Uma luz invade a floresta, banhando o horizonte como se fosse o pôr do sol. Foi uma explosão grande o suficiente para que as árvores ao redor virassem cinzas. Uma grande nuvem de fumaça começa a se formar. 
 
Cof! Cof! 
 
Cercada pelos restos de cinzas dos lobos, Ester está de pé a tossir com queimaduras por todo o corpo e grande parte de suas roupas rasgadas.
 
— Porra, eu quase morri mesmo!! Se não fosse pela barreira de carne que os lobos fizeram eu teria virado churrasquinho...
 
— Mas, pelo menos dei cabo de todos eles. 
 
O local de sua batalha foi completamente destruído pelo fogo ardente, contudo, algumas coisas no chão estavam a brilhar.
 
— O que é isso?!
 
Aproximando-se percebe que são cartas semelhantes à de seu Grimório, porém elas têm uma categoria diferente. 
 
[Poção de vida - Consumível (x4)]
[Fabricado por magos á milênios atrás, esse líquido misterioso tem o poder de acelerar a recuperação de ferimentos e curar cicatrizes.]
 
[Presa de lobo demoníaco - Material (x8)]
 
[Obtida eliminando os lobos especiais enviados do inferno. Material especial usado na fabricação das seguintes armas: 
[Soco inglês demoníaco
Dano: 40
Especial:
Pacto de sangue: Quando o sangue do usuário é oferecido em oferenda para as presas elas respondem com a invocação de uma besta mágica. Quanto maior o sangue oferecido, maior o poder da besta. 

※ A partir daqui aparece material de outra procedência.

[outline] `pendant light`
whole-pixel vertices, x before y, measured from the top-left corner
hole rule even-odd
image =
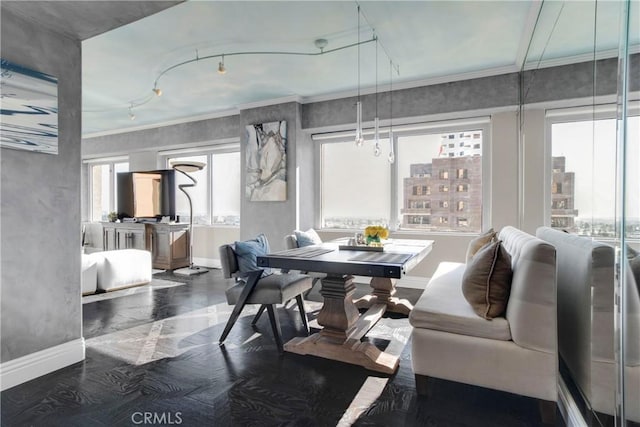
[[[380,149],[380,120],[378,119],[378,37],[376,39],[376,117],[373,119],[373,155],[380,157],[382,149]]]
[[[360,5],[358,5],[358,101],[356,102],[356,145],[362,147],[362,102],[360,100]]]
[[[389,163],[396,161],[393,152],[393,61],[389,60]]]

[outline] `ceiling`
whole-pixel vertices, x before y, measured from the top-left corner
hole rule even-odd
[[[353,1],[2,3],[18,3],[23,16],[83,40],[85,137],[350,96],[358,88],[372,93],[376,82],[383,91],[390,83],[395,89],[585,61],[594,40],[599,57],[615,56],[621,4],[597,3],[594,38],[591,1],[360,1],[360,40],[375,29],[378,44],[360,45],[358,73],[357,47],[233,55],[317,54],[319,38],[328,41],[324,51],[357,43]],[[632,35],[632,43],[639,38]],[[205,58],[221,54],[224,75],[220,57]],[[160,97],[152,92],[156,80]]]

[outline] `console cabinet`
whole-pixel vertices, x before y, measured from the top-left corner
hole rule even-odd
[[[189,266],[189,225],[103,222],[105,251],[143,249],[151,252],[153,268],[174,270]]]

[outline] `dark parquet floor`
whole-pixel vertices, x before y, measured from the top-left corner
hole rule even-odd
[[[406,317],[386,315],[365,338],[401,355],[396,374],[376,374],[279,355],[268,317],[251,326],[253,307],[219,345],[231,312],[220,271],[154,277],[185,284],[84,304],[86,359],[2,392],[1,425],[541,425],[537,401],[509,393],[433,379],[430,397],[418,397]],[[367,289],[359,285],[356,296]],[[412,302],[419,295],[399,290]],[[310,317],[321,301],[314,289]],[[285,340],[302,336],[299,314],[278,311]]]

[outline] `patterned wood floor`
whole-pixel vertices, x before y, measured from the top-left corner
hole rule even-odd
[[[537,426],[537,402],[448,381],[418,398],[410,325],[390,315],[368,340],[401,355],[395,375],[285,353],[268,317],[245,310],[225,345],[231,312],[219,271],[187,282],[84,304],[86,360],[1,394],[2,426]],[[356,296],[368,287],[359,286]],[[419,291],[401,289],[415,302]],[[315,317],[321,297],[308,309]],[[298,313],[279,310],[283,336],[302,336]],[[561,423],[561,417],[557,416]],[[560,425],[560,424],[559,424]]]

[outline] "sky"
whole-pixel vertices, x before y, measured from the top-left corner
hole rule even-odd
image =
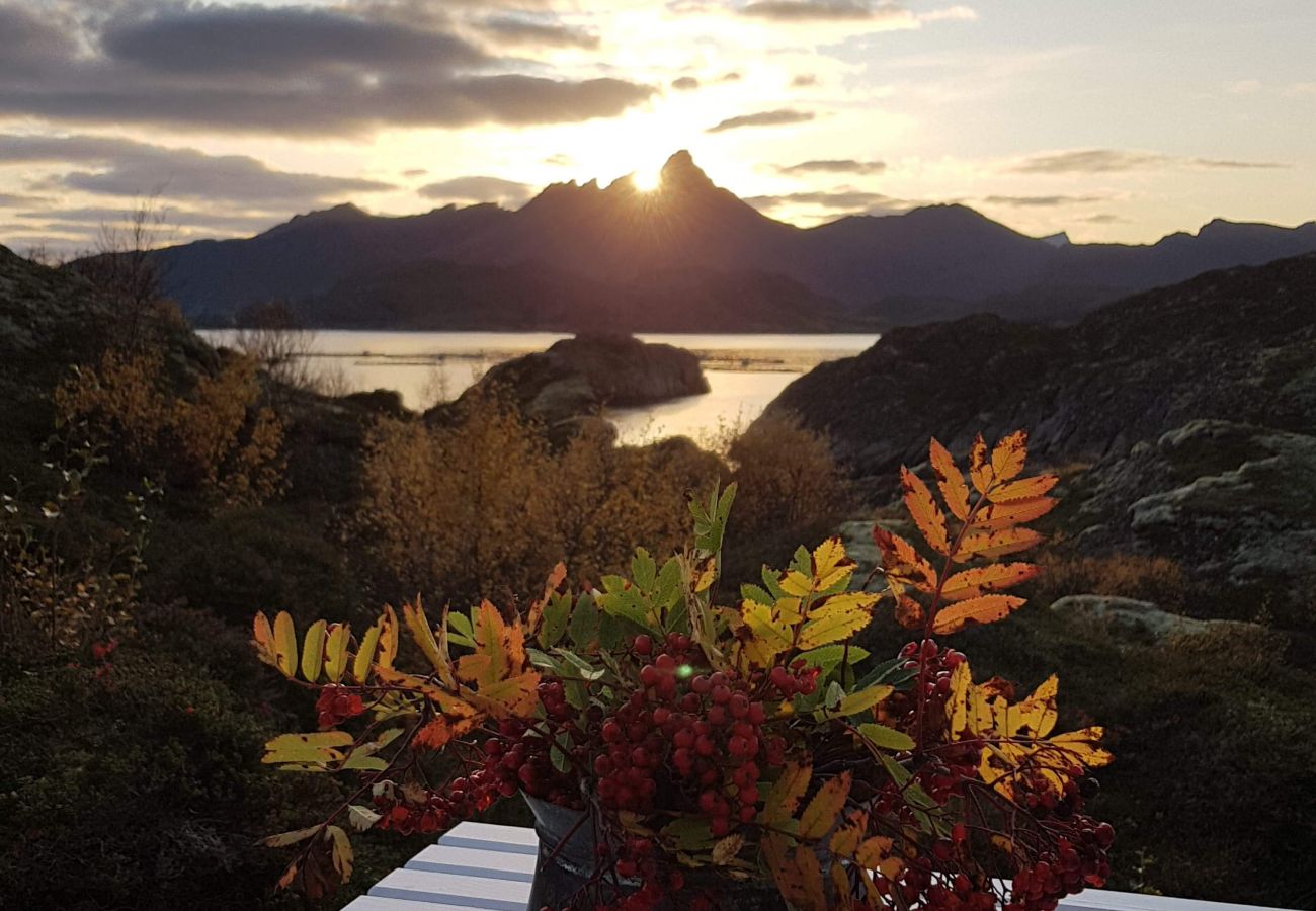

Itens necessários: Presa de lobo demoníaco x15]

— Incrível! Não sabia que tinha esse tipo de itens. Acho que eu to precisando dessa Poção de vida...
 
Ergueu seu braço e agarrou uma das cartas — Poção de vida. Num movimento único ingeriu todo aquele líquido viscoso, que percorreu por todo seu sistema digestório em um instante, espalhando-se para suas artérias e alocando-se em todo seu corpo. Seu corpo parecia estar febril, aumentando a temperatura para um calor estranhamente agradável, e aos poucos aqueles ferimentos adquiridos na batalha anterior foram fechando e cicatrizando.
 
— Realmente funciona! Melhor eu guardar umas dessa por precaução. Pena que não reparou minhas roupas...
— Agora, o que me chamou atenção foi esse item fabricável — Soco inglês. Lutar de mãos nuas não está sendo eficaz, mas eu não acho que conseguiria usar alguma espada ou algo do tipo. 
— Esse soco inglês parece ser uma boa até achar algo melhor. Só que... preciso de mais presas de lobo demoníaco. 
 
Ester olhou em volta do lugar em que estava como uma besta, até que seus olhos foram de encontro para as únicas coisas vivas que havia ali, os lobos que covardemente sobreviveram. Seus instintos animais lhes avisavam que era um erro avançar, então com o rabo entre as pernas eles fogem para viver mais um dia... isso é o que pensavam.
 
Um dos lobos mais lentos olhou para trás na esperança de ver a humana cansada desistir de persegui-los, afinal lobos são mais rápidos e resistentes! Porém, a humana fez algo que ele não compreendeu. Ela retirou uma carta de um livro que flutuava no ar e sussurrou alguma coisa — Passos ágeis? Algo do tipo.
 
Não importava, afinal já estavam longe o suficiente. Enfim poderia descansar e contabilizar suas baixas..., porém, em um instante todos seus pelos brancos arrepiaram como nunca. 
Instintivamente olhou para a direção da humana, e o que viu foi algo bestial vindo em sua direção.
 
Movia-se como um animal de quatro patas, pulava nas árvores e ganhava movimento gradualmente enquanto buscava sua vítima.
 
Em instantes havia o alcançado, revelando a criatura — Ester.